Ahmet Şık ve Nedim Şener tutuklanınca, kaygı üst seviyeye sıçradı. Herkes kaygılanmaya başladı. Rahatsızlık çok daha fazla açığa çıktı. Kürt ve sosyalist basın çalışanları gözden çıkarılmıştı. Ama sıra Ahmet Şık, Nedim Şener, Ragıp Zarakolu’na gelince, iş kapıya dayandı diye bir duyarlılık oluştu. Şüphesiz bu sevindirici, olumlu. Ama çok geç kalındı. 2010 yılına kadar bu basın meslek örgütleri gıkını çıkarmadı. Basın özgürlüğü alanında memleket toz duman, gık çıkmadı. Endişeliyim. Şimdi Ahmet ve Nedim, Ragıp gibi öne çıkan isimler serbest bırakıldı. Kürt ve sosyalist basından gazetecilere, Ergenekon davasından tutuklanan gazetecilere şu ana kadar sahip çıkılıyor. Ama bu sahiplenme devam edecek mi, etmeyecek mi? Bunun kaygısını taşıyorum. Tutarlı olmak için hepsini sahiplenmek gerekiyor.

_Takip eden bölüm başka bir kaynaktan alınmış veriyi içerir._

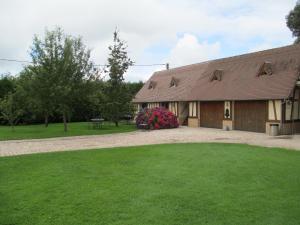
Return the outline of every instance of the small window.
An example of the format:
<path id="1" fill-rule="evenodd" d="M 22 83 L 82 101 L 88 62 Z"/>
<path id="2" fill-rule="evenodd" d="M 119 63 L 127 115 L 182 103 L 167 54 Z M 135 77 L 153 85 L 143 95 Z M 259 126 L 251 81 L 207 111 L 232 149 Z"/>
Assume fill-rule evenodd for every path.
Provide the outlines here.
<path id="1" fill-rule="evenodd" d="M 197 117 L 197 102 L 189 102 L 189 117 Z"/>
<path id="2" fill-rule="evenodd" d="M 257 76 L 264 76 L 264 75 L 272 75 L 273 74 L 273 66 L 271 62 L 264 62 L 261 67 L 259 68 Z"/>
<path id="3" fill-rule="evenodd" d="M 220 69 L 215 70 L 213 72 L 213 74 L 211 75 L 211 77 L 210 77 L 210 81 L 211 82 L 215 81 L 215 80 L 221 81 L 222 80 L 222 76 L 223 76 L 223 70 L 220 70 Z"/>
<path id="4" fill-rule="evenodd" d="M 178 85 L 178 79 L 175 79 L 172 77 L 171 82 L 170 82 L 170 87 L 177 87 Z"/>
<path id="5" fill-rule="evenodd" d="M 156 82 L 150 81 L 149 86 L 148 86 L 148 89 L 154 89 L 155 86 L 156 86 Z"/>

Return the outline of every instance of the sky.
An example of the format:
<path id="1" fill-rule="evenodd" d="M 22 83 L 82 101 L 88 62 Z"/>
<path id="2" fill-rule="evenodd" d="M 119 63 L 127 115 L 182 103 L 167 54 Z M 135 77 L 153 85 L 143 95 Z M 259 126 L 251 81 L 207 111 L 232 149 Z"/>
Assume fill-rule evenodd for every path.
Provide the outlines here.
<path id="1" fill-rule="evenodd" d="M 117 27 L 137 65 L 170 68 L 292 44 L 285 17 L 296 0 L 1 0 L 0 58 L 30 60 L 33 36 L 59 26 L 105 64 Z M 0 61 L 0 74 L 26 64 Z M 146 81 L 164 66 L 131 67 Z"/>

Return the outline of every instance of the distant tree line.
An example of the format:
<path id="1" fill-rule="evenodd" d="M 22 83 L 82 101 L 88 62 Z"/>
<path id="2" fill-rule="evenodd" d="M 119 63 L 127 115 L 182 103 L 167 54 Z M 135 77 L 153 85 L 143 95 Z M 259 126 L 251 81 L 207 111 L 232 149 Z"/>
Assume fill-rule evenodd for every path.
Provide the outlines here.
<path id="1" fill-rule="evenodd" d="M 116 30 L 109 46 L 107 66 L 100 70 L 90 59 L 81 38 L 61 28 L 35 36 L 30 50 L 32 64 L 17 76 L 0 77 L 0 123 L 33 124 L 88 121 L 102 117 L 116 126 L 124 115 L 133 114 L 133 96 L 142 82 L 125 82 L 133 65 L 127 45 Z M 107 79 L 103 79 L 108 75 Z"/>

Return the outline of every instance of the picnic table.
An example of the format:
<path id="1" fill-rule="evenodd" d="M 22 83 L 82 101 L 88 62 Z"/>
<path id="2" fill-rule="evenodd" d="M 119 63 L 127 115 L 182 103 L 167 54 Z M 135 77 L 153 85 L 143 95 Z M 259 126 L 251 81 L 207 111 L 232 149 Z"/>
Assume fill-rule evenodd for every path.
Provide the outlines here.
<path id="1" fill-rule="evenodd" d="M 91 119 L 92 128 L 93 129 L 100 129 L 100 128 L 102 128 L 103 121 L 104 121 L 103 118 L 94 118 L 94 119 Z"/>

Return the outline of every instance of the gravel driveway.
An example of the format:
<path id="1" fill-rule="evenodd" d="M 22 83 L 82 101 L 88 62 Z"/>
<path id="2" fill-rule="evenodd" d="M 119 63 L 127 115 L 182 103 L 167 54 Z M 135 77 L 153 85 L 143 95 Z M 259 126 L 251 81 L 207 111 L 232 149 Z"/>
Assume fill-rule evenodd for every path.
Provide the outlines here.
<path id="1" fill-rule="evenodd" d="M 245 143 L 300 150 L 300 135 L 270 137 L 266 134 L 244 131 L 180 127 L 170 130 L 134 131 L 121 134 L 0 141 L 0 156 L 188 142 Z"/>

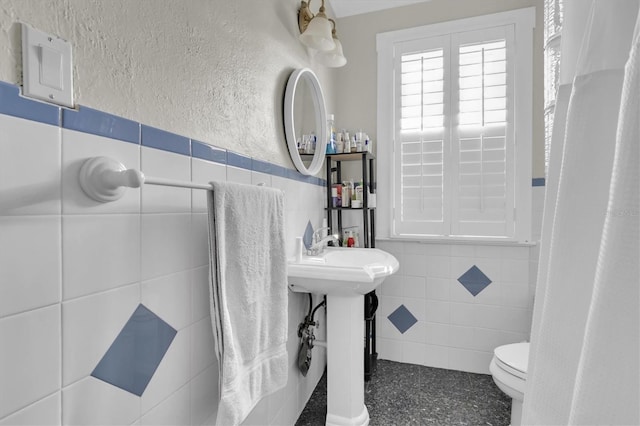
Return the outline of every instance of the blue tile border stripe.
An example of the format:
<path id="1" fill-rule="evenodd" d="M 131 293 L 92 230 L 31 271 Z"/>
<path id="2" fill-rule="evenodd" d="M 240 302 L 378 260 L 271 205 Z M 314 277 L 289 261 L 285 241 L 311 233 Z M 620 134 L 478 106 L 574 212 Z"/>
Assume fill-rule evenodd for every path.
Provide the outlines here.
<path id="1" fill-rule="evenodd" d="M 227 165 L 251 170 L 251 157 L 233 151 L 227 151 Z"/>
<path id="2" fill-rule="evenodd" d="M 193 139 L 191 139 L 191 155 L 193 158 L 227 164 L 227 151 Z"/>
<path id="3" fill-rule="evenodd" d="M 140 144 L 298 182 L 326 186 L 325 179 L 305 176 L 297 170 L 217 148 L 100 110 L 82 105 L 78 105 L 77 109 L 68 109 L 24 98 L 20 95 L 20 88 L 17 85 L 4 81 L 0 81 L 0 114 Z"/>
<path id="4" fill-rule="evenodd" d="M 0 81 L 0 114 L 60 126 L 60 107 L 20 96 L 20 88 Z"/>
<path id="5" fill-rule="evenodd" d="M 272 175 L 273 164 L 267 163 L 266 161 L 256 160 L 255 158 L 251 159 L 251 170 L 254 172 L 265 173 L 267 175 Z"/>
<path id="6" fill-rule="evenodd" d="M 140 123 L 92 108 L 62 110 L 62 127 L 118 139 L 135 144 L 140 143 Z"/>
<path id="7" fill-rule="evenodd" d="M 140 127 L 140 142 L 149 148 L 191 156 L 191 139 L 144 124 Z"/>
<path id="8" fill-rule="evenodd" d="M 326 186 L 323 178 L 305 176 L 297 170 L 247 157 L 232 151 L 170 133 L 136 121 L 112 115 L 96 109 L 78 106 L 77 110 L 57 107 L 20 96 L 20 88 L 0 81 L 0 114 L 51 124 L 83 133 L 90 133 L 138 143 L 143 146 L 174 152 L 181 155 L 228 164 L 273 176 Z M 533 178 L 531 185 L 545 186 L 545 178 Z"/>

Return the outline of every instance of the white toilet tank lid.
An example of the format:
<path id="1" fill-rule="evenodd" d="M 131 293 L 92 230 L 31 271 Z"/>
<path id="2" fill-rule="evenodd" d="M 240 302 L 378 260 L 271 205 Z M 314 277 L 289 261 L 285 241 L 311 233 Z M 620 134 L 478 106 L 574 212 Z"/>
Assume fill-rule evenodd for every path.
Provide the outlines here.
<path id="1" fill-rule="evenodd" d="M 527 366 L 529 365 L 529 342 L 499 346 L 494 349 L 493 353 L 503 364 L 523 374 L 527 374 Z"/>

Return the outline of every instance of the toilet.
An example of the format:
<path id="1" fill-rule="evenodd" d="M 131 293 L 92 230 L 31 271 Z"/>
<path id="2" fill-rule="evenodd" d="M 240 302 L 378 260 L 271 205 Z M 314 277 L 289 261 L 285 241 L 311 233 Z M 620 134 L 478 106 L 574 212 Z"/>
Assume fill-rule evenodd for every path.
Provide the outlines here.
<path id="1" fill-rule="evenodd" d="M 489 371 L 493 381 L 511 401 L 511 426 L 522 422 L 522 401 L 529 365 L 529 343 L 513 343 L 493 350 Z"/>

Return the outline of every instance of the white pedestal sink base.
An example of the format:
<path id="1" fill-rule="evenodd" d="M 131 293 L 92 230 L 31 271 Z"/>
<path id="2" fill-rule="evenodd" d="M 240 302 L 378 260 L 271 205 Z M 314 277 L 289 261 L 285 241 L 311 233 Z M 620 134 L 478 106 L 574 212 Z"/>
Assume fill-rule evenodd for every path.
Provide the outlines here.
<path id="1" fill-rule="evenodd" d="M 327 418 L 331 426 L 368 426 L 364 405 L 364 295 L 400 265 L 376 248 L 328 247 L 287 263 L 289 288 L 327 295 Z"/>
<path id="2" fill-rule="evenodd" d="M 367 426 L 364 296 L 327 295 L 327 426 Z"/>
<path id="3" fill-rule="evenodd" d="M 327 413 L 327 426 L 367 426 L 369 424 L 369 411 L 366 406 L 362 406 L 362 413 L 358 417 L 345 419 L 335 414 Z"/>

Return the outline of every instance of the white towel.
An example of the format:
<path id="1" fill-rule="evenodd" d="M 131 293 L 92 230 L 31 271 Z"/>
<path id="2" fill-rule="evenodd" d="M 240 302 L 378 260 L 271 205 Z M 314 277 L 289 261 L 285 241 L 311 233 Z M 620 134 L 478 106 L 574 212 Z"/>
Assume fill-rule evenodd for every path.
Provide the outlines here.
<path id="1" fill-rule="evenodd" d="M 220 366 L 218 425 L 240 424 L 287 383 L 287 273 L 282 191 L 212 182 L 211 320 Z"/>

Basın meslek örgütleri tutarlı basın özgürlüğü savunuculuğu yapmak istiyorsa, kesinkes ÖYM ve TMK’nin kaldırılmasını talep etmeli. Bu ilkesel bir yaklaşımdır. Bazı basın meslek örgütleri TMK’nin bazı maddelerinin değiştirilmesinden söz ediyorlar. Değiştirmekle sorun çözülemez, komple kaldırılması lazım. Füsun Erdoğan var, Özgür Radyo’dan, 6 yıldır tutuklu yargılanıyor. Vedat Kurşun 166 yıl 6 ay almış. Bunlar korkunç şeyler. Tutarlı olmak için öncelikle tutuklu gazetecilerin tümünü sahip çıkmaları lazım, ikincisi de basın özgürlüğü, düşünce ve ifade özgürlüğü için TMK ve ÖYM’lerin kaldırılmasını savunmaları lazım. Bunu gündemlerine almaları lazım. Basın özgürlüğü alanında milim ilerlemenin yolu buradan geçiyor. Lafa gelince herkes basın özgürlüğü savunucusu. Bu kadar ucuz değil!

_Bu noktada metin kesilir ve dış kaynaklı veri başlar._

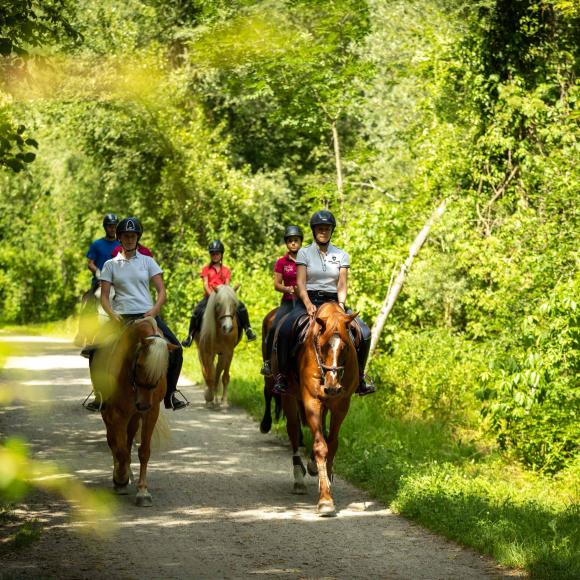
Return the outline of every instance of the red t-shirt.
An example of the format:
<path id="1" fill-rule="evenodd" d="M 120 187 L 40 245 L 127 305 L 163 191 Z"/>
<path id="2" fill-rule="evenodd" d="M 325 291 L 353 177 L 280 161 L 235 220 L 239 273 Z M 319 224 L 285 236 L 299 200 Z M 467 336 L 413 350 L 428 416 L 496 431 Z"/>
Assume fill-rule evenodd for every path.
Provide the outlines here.
<path id="1" fill-rule="evenodd" d="M 290 254 L 282 256 L 276 261 L 274 272 L 282 274 L 284 286 L 296 286 L 296 262 L 290 257 Z M 294 294 L 285 293 L 282 300 L 293 300 Z"/>
<path id="2" fill-rule="evenodd" d="M 202 278 L 207 278 L 207 285 L 210 290 L 222 284 L 229 284 L 232 273 L 227 266 L 221 266 L 219 272 L 213 264 L 207 264 L 199 273 Z"/>
<path id="3" fill-rule="evenodd" d="M 113 248 L 113 258 L 121 251 L 121 244 L 119 244 L 118 246 L 115 246 Z M 151 256 L 153 257 L 153 254 L 151 253 L 151 250 L 149 248 L 146 248 L 145 246 L 142 246 L 141 244 L 137 244 L 137 251 L 140 254 L 143 254 L 144 256 Z"/>

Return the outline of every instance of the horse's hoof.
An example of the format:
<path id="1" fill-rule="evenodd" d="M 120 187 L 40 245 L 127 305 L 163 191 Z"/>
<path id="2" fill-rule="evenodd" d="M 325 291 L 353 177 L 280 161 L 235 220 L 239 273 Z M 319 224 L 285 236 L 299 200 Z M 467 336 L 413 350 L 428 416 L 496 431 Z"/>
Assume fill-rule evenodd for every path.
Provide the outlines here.
<path id="1" fill-rule="evenodd" d="M 334 507 L 333 501 L 321 501 L 318 502 L 318 507 L 316 512 L 322 518 L 330 518 L 336 515 L 336 508 Z"/>
<path id="2" fill-rule="evenodd" d="M 117 485 L 113 484 L 113 491 L 116 495 L 129 495 L 129 484 Z"/>
<path id="3" fill-rule="evenodd" d="M 213 393 L 209 389 L 206 389 L 203 392 L 203 396 L 205 397 L 206 403 L 211 403 L 213 401 Z"/>
<path id="4" fill-rule="evenodd" d="M 294 482 L 292 493 L 294 495 L 306 495 L 306 485 L 304 483 Z"/>
<path id="5" fill-rule="evenodd" d="M 139 492 L 135 497 L 135 504 L 137 507 L 151 507 L 153 505 L 153 498 L 148 491 Z"/>
<path id="6" fill-rule="evenodd" d="M 316 461 L 313 459 L 306 464 L 306 469 L 308 470 L 308 475 L 312 475 L 312 477 L 318 475 L 318 465 L 316 465 Z"/>
<path id="7" fill-rule="evenodd" d="M 272 419 L 266 421 L 265 419 L 260 423 L 260 433 L 270 433 L 272 428 Z"/>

Bu sözünü ettiğiniz tutarsız basın özgürlüğü savunucuların yanında bir de tutarlı iktidar savunucuları var. Onları nasıl değerlendiriyorsunuz?
Örneğin Nazlı Ilıcak gibileri dün de tutarlı basın özgürlüğü savunucuları değildi, bugün de değil. Hükümetin görüşleri temelinde tutuklu gazetecileri yıpratma yönelimlerini dillendiriyorlar köşelerinde. Hükümetin diliyle saldırıya geçiyorlar. O ve onun gibi gazeteciler, kalemlerini basın özgürlüğü, düşünce ve ifade özgürlüğü karşıtlığı temelinde kullanıyorlar. Bu müthiş rahatsız edici bir şey. Hükümet yandaşı gazetecilerden, yazarlardan bir beklentimiz yok. Bunlar dün de tutarsızlardı, bugün de öyle. Onlar basın özgürlüğü gelip kendilerine dayandığında basın özgürlüğü savunucusu geçiniyor zaman zaman. Ama kendilerine dokunulmadığında da basın özgürlüğü ile ilişkilerini kopartıyorlar, bunun da ötesinde hükümetin diliyle gazetecilere saldırıyorlar.